I have what I thought was a well-prepared dataset. I wanted to use the Apriori Algorithm in R to look for associations and come up with some rules. I have about 16,000 rows (unique customers) and 179 columns that represent various items/categories. The data looks like this:
Cat1 Cat2 Cat3 Cat4 Cat5 ... Cat179
1, 0, 0, 0, 1, ... 0
0, 0, 0, 0, 0, ... 1
0, 1, 1, 0, 0, ... 0
...
I thought having a comma separated file with binary values (1/0) for each customer and category would do the trick, but after I read in the data using:
data5 = read.csv("Z:/CUST_DM/data_test.txt",header = TRUE,sep=",")
and then run this command:
rules = apriori(data5, parameter = list(supp = .001,conf = 0.8))
I get the following error:
Error in asMethod(object):
column(s) 1, 2, 3, ...178 not logical or a factor.

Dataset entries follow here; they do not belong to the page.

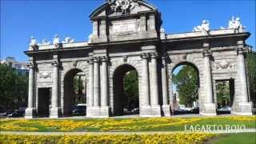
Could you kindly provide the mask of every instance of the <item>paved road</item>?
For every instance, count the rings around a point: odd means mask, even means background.
[[[233,115],[233,114],[218,114],[214,117],[230,117],[230,116],[238,116],[238,115]],[[205,118],[207,116],[203,116],[200,114],[178,114],[178,115],[172,115],[172,116],[167,116],[167,117],[159,117],[159,118]],[[213,116],[209,116],[213,117]],[[114,117],[110,117],[109,118],[141,118],[139,115],[122,115],[122,116],[114,116]],[[25,119],[24,118],[1,118],[2,119]],[[88,118],[86,116],[72,116],[72,117],[64,117],[64,118],[59,118],[58,119],[90,119],[91,118]],[[33,119],[50,119],[49,118],[35,118]],[[94,119],[94,118],[93,118]]]
[[[177,133],[202,133],[203,131],[152,131],[152,132],[18,132],[0,131],[0,134],[26,134],[26,135],[82,135],[82,134],[170,134]],[[256,129],[243,130],[215,130],[207,131],[211,134],[256,133]]]

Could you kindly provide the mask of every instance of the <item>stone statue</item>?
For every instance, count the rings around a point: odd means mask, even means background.
[[[91,42],[91,38],[93,38],[94,34],[90,34],[88,37],[88,42],[90,43]]]
[[[37,50],[38,46],[38,41],[34,38],[34,37],[31,36],[30,42],[30,50]]]
[[[50,44],[50,42],[48,42],[46,39],[43,39],[41,43],[42,46],[46,46]]]
[[[210,22],[207,20],[202,20],[201,26],[197,26],[194,27],[194,32],[199,31],[199,32],[205,32],[209,34],[210,32]]]
[[[66,37],[65,41],[62,41],[62,43],[73,43],[74,39],[71,39],[70,37]]]
[[[135,3],[134,0],[109,0],[109,4],[113,4],[112,9],[114,12],[122,12],[127,14],[130,10],[134,8]]]
[[[55,48],[59,48],[59,38],[58,35],[55,35],[54,39],[53,39],[53,44],[54,45]]]
[[[243,26],[240,22],[240,18],[232,17],[232,19],[229,21],[229,29],[233,29],[234,33],[244,32],[245,26]]]

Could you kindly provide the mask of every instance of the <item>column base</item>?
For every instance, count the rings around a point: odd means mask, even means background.
[[[202,111],[200,111],[200,114],[206,116],[217,115],[216,105],[214,103],[204,103],[203,108]]]
[[[162,110],[164,116],[170,116],[170,105],[162,105]]]
[[[161,107],[158,106],[142,106],[140,107],[141,117],[161,117]]]
[[[109,106],[88,106],[86,109],[86,117],[89,118],[109,118]]]
[[[252,102],[238,102],[238,111],[232,112],[237,115],[253,115]]]
[[[35,108],[26,108],[25,110],[25,118],[34,118],[36,117],[36,110]]]
[[[61,116],[61,109],[58,107],[54,107],[50,110],[50,118],[58,118]]]

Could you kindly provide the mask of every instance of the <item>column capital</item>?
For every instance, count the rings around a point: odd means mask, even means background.
[[[237,49],[238,54],[244,54],[246,53],[246,49],[243,47]]]
[[[101,61],[101,58],[99,57],[94,57],[93,60],[94,63],[98,63]]]
[[[148,53],[144,53],[141,54],[141,58],[142,59],[149,59],[150,58],[150,54]]]
[[[152,53],[150,54],[151,58],[158,58],[158,54],[157,53]]]
[[[86,62],[87,62],[87,63],[89,63],[89,64],[94,64],[94,58],[90,58],[90,59],[88,59]]]
[[[166,59],[168,59],[168,54],[162,54],[162,60],[166,60]]]
[[[58,61],[54,61],[52,63],[51,63],[52,66],[54,66],[54,67],[58,67],[60,66],[61,63],[58,62]]]
[[[102,62],[108,62],[110,61],[109,57],[101,57],[101,59]]]
[[[211,52],[210,50],[203,50],[203,52],[202,52],[202,55],[203,55],[204,57],[210,57],[210,56],[212,55],[212,52]]]
[[[35,62],[30,62],[28,64],[27,64],[27,66],[30,68],[30,69],[35,69],[37,65]]]

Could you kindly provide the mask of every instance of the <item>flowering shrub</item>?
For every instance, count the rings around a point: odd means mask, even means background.
[[[214,117],[214,118],[150,118],[126,119],[85,119],[85,120],[3,120],[0,126],[3,131],[40,131],[43,128],[50,131],[145,131],[166,130],[171,126],[194,124],[202,120],[228,120],[230,122],[256,122],[255,117]]]
[[[203,143],[217,134],[103,134],[103,135],[7,135],[1,134],[2,144],[12,143]]]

Discretize the columns first.
I understand Discretize but not in this context I guess. Everything is a 1 or 0. I've even changed the data from INT to CHAR and received the same error. I also had the customer ID (unique) as column 1 but I understand that isn't necessary when the data is in this form (flat file). I'm sure there is something obvious I'm missing - I'm new to R.
What am I missing? Thanks for your input.